Reimposition of 40% tariff on MDM will not hurt consumers badly- SINAG
The reimposition of the 40 percent tariff on mechanically deboned meat (MDM) will bring in additional P5.5 billion revenues to the country, but will only mean minimal increase in prices for consumers, according to Samahang Industriya ng Agrikultura (SINAG).
SINAG made this case as it formally sought Malacanang's intervention regarding the re-imposition of a 40 percent tariff on mechanically deboned meat (MDM).

In a letter to Duterte, which was received by the Office of the President on Monday, SINAG Chairperson Rosendo So informed the president that “the agriculture sector and allied industries are worried on the attempts of some quarters to move for the retention of the 5 percent tariff on MDM.”
With the lapse of the Quantitative Restriction (QR) privileges and the eventual enactment of the Rice Tariffication Law (RA 11203), tariff for MDM, a primary ingredient in processed and canned meat products, reverts to 40 percent.

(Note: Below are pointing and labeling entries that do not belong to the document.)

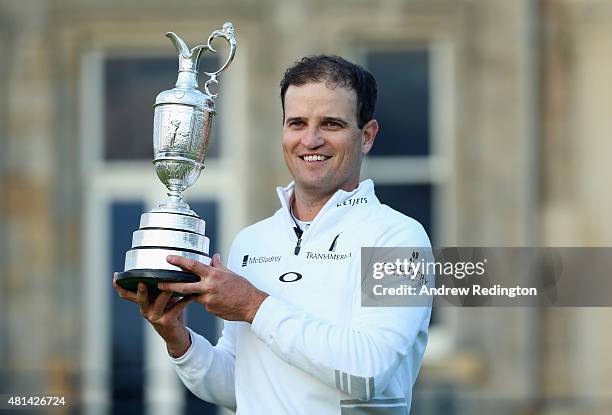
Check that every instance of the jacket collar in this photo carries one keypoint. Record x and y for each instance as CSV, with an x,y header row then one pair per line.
x,y
362,195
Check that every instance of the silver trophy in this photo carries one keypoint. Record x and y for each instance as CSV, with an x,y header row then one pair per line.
x,y
183,119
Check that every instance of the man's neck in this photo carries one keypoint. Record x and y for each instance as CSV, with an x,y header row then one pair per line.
x,y
306,207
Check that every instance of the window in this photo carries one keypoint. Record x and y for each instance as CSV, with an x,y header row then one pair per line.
x,y
398,161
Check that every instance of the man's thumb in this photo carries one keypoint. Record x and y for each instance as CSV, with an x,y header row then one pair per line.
x,y
216,262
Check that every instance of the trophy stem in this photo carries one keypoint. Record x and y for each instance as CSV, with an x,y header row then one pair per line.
x,y
175,196
174,201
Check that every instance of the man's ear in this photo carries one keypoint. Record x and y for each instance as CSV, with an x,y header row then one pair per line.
x,y
368,134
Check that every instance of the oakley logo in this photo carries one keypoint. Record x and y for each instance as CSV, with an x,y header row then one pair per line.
x,y
290,277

Because of this, the Bureau of Customs (BOC) has already notified parties of the re-imposition of the 40 percent tariff starting this year.
However, Trade and Industry Secretary Ramon M. Lopez is now pushing to keep the 5 percent tariff rate on MDM since this may increase the price of canned and processed meat products in the country.
But So argued in a letter to Malacanang that, “MDM importation last year was 274 million kilos. At an average of P50 kilo of imported MDM, the government will only be able to collect P685 million, at 5 percent tariff.”
“At the re-imposed rate of 40 percent tariff, however, government revenue will be at P5.48 billion,” he pointed out.
"The amount of P5.48 billion can greatly help government procure anti-COVID-19 vaccines and be able to vaccinate 11 million of our agricultural workers.”
Based on SINAG’s estimates, consumers will only pay an additional P1.20 for 350-gram luncheon meat, a mere 1.55 percent increase, if the MDM tariff is reverted to 40 percent. For a 150-gram meatloaf, the price increase is even lower at P0.525.
“Consumers shelling out an additional P0.525 is a good start for this year in our continuing fight against the global pandemic,” So said.
Last week, Lopez said there is no need to increase the tariff to 40 percent because there is no local producer to protect.
At present, about 90 percent to 95 percent of raw materials of the local meat processing industry are imported abroad amid the lack of MDM production.